Мама и я рады, что после военных фильмов ты хочешь вернуться на избранный ранее путь. Попытки проникнуть в историю любой жизни принесут тебе прекрасные плоды".
2
По вечерам Саня и Нина занимались сценарием "История карикатуры". А днем на студии Саню загружали пересъемками неудачных эпизодов в чужих фильмах, иначе говоря, бросали на выручку, и обещанная ему желанная работа все отдалялась.
Как-то в конце августа он пришел домой, дал спокойно пообедать Нине и себе, прочитал новые страницы сценария, обсудил их с нею, затем сказал:
- Любим, меня срочно включили в группу... Будем снимать в Севастополе военный фильм. Пропуска оформляются. Ехать - не хочется.
Третьего сентября он вылетел со съемочной группой в Севастополь.
Тринадцатого сентября Нину навестил Левушка. Они заболтались допоздна, до "послетрамвайного времени", и ему пришлось заночевать.
А четырнадцатого утром Нине принесли телеграмму:
"Ваш муж больнице состояние тяжелое срочно приезжайте". Подписи она не дочитала. Она начала лихорадочно собираться:
- Паспорт, деньги. Успеть. Успеть за билетом.
- Нужен пропуск, Нина.
- Пропуск - долго. Дадут без... За всю войну не было... Билет должны по телеграмме... Ни разу не было за него так...

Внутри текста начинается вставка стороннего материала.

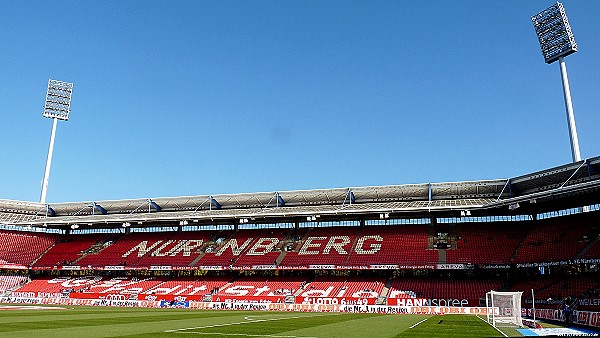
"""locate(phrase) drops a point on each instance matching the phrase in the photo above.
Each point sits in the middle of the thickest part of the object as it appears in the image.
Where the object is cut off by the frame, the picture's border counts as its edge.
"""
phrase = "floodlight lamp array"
(58, 100)
(554, 33)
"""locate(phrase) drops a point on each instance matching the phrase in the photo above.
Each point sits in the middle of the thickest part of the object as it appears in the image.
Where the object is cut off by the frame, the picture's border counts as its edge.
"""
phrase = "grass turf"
(125, 322)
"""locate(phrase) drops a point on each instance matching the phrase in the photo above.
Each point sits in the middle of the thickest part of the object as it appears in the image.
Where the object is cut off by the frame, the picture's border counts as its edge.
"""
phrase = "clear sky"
(178, 98)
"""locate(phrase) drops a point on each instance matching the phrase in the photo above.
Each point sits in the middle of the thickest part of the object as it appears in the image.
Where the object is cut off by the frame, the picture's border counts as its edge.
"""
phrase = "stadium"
(476, 258)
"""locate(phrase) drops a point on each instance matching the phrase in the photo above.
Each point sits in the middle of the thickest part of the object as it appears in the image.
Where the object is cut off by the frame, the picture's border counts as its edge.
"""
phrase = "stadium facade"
(404, 246)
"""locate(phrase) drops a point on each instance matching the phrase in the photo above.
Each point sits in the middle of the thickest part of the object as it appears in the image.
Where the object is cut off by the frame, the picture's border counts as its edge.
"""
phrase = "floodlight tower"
(557, 41)
(57, 107)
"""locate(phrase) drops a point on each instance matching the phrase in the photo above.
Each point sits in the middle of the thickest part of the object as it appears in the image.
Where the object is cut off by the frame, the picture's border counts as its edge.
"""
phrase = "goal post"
(504, 308)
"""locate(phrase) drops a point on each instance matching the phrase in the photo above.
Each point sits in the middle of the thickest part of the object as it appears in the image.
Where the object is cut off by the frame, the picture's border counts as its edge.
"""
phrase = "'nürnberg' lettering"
(340, 245)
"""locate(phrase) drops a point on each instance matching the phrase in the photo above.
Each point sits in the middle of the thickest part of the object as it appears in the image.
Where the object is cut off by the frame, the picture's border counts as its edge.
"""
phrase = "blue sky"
(177, 98)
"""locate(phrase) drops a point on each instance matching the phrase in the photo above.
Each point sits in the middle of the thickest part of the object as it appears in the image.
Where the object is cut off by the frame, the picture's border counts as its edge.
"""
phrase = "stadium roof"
(571, 185)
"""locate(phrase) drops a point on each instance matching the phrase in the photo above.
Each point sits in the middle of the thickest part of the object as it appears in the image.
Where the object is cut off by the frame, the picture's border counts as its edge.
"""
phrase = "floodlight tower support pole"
(569, 107)
(48, 162)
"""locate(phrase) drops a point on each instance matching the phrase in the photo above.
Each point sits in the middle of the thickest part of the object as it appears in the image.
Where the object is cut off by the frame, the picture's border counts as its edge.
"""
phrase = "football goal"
(504, 308)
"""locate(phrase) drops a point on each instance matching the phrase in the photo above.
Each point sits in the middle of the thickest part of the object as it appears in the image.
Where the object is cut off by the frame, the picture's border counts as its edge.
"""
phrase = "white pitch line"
(237, 323)
(418, 323)
(245, 335)
(497, 329)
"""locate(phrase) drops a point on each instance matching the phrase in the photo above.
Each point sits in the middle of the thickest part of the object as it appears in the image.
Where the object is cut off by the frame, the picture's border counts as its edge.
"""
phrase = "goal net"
(504, 308)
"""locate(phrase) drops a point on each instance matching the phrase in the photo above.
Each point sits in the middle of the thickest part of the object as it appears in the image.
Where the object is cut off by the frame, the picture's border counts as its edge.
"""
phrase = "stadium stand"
(487, 244)
(554, 240)
(22, 248)
(381, 243)
(67, 250)
(10, 282)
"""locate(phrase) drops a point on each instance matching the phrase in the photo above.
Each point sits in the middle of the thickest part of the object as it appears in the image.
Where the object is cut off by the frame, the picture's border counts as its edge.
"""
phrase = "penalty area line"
(248, 321)
(497, 329)
(414, 325)
(244, 334)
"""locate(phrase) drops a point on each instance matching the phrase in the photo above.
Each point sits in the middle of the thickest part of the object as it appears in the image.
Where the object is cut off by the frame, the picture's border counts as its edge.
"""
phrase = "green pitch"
(124, 322)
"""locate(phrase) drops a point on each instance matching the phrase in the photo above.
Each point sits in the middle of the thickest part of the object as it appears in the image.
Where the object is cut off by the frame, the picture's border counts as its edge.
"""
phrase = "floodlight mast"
(57, 107)
(557, 41)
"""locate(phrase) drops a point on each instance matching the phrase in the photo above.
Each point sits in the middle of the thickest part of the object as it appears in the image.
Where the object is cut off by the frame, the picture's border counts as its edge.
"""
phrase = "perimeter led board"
(58, 100)
(554, 33)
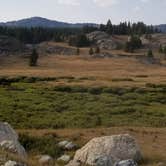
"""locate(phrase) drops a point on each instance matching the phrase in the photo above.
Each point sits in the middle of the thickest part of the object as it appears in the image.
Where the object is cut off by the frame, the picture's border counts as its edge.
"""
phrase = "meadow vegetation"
(35, 104)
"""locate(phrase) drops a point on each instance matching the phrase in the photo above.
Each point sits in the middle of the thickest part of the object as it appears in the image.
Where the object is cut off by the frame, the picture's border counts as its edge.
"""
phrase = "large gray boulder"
(46, 160)
(126, 163)
(65, 158)
(116, 147)
(9, 141)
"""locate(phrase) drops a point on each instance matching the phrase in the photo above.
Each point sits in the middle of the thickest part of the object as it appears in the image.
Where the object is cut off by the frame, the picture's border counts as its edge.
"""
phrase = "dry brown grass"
(103, 70)
(151, 140)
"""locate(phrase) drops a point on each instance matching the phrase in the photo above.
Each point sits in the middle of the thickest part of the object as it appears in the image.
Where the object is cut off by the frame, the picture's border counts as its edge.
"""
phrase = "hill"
(162, 28)
(43, 22)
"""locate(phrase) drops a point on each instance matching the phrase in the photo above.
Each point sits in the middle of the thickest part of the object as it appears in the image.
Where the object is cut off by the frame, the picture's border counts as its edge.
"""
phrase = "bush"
(41, 145)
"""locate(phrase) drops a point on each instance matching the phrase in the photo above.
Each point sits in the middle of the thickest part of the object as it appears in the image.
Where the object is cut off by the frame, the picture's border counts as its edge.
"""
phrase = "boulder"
(103, 161)
(64, 158)
(52, 48)
(9, 140)
(13, 163)
(74, 163)
(116, 147)
(46, 160)
(126, 163)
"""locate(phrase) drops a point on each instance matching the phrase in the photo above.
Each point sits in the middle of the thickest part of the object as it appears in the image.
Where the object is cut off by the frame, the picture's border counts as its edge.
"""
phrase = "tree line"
(38, 34)
(124, 28)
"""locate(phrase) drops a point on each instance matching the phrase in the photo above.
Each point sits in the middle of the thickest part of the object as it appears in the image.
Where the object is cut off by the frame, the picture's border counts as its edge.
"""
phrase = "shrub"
(41, 145)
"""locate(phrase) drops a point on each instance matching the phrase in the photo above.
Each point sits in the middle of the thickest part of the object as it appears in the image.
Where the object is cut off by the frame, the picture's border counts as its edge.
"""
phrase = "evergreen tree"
(78, 51)
(164, 51)
(34, 58)
(109, 27)
(97, 50)
(91, 52)
(150, 53)
(161, 49)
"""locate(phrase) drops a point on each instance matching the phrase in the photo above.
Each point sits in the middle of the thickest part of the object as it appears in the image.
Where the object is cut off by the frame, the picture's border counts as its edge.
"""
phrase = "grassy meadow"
(78, 98)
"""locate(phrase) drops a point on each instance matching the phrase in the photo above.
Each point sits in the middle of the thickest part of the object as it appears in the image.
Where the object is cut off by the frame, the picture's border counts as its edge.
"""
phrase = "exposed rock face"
(12, 163)
(126, 163)
(103, 40)
(9, 140)
(103, 161)
(46, 160)
(52, 48)
(64, 158)
(117, 147)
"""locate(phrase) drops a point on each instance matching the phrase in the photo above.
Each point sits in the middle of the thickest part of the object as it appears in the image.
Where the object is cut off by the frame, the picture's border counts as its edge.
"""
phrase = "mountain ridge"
(43, 22)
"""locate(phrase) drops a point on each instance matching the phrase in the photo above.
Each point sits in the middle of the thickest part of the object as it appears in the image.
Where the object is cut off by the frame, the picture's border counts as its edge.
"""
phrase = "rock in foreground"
(9, 140)
(117, 148)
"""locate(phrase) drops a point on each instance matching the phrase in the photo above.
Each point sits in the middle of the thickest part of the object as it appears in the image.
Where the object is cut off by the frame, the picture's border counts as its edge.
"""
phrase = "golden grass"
(103, 70)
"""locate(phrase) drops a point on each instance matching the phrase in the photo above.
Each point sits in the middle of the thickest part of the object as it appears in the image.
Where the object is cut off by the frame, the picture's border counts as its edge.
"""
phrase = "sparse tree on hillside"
(150, 54)
(34, 58)
(97, 50)
(91, 52)
(164, 51)
(109, 27)
(78, 51)
(160, 49)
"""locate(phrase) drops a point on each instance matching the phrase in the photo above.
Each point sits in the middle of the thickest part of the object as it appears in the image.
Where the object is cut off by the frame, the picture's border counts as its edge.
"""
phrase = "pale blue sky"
(98, 11)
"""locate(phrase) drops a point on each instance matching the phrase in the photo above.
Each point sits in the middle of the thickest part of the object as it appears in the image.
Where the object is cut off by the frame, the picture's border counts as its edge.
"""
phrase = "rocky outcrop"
(103, 40)
(9, 141)
(46, 160)
(64, 158)
(52, 48)
(126, 163)
(109, 149)
(13, 163)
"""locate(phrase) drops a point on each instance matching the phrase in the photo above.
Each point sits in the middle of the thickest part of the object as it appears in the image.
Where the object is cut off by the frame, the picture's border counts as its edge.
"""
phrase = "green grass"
(33, 105)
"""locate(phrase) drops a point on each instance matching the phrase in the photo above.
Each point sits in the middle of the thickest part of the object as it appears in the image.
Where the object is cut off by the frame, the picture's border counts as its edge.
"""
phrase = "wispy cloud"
(106, 3)
(69, 2)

По телеграмме билет на самолет не дали. Объяснили, что без пропуска все равно в Севастополь не пустят и лучше брать билет, имея пропуск.
Пропуск ей оформили куда быстрей, чем съемочной группе, но в кассе ответили:
- На сегодняшний самолет опоздали. "Ленинград - Симферополь" отправился в одиннадцать тридцать.
За стеклянной загородкой кассы - часы. Нина посмотрела на них:
"Четыре тридцать. Это шестнадцать тридцать", - и посинела. Ее пронизало ледяным сквозняком, как ледяной иглой.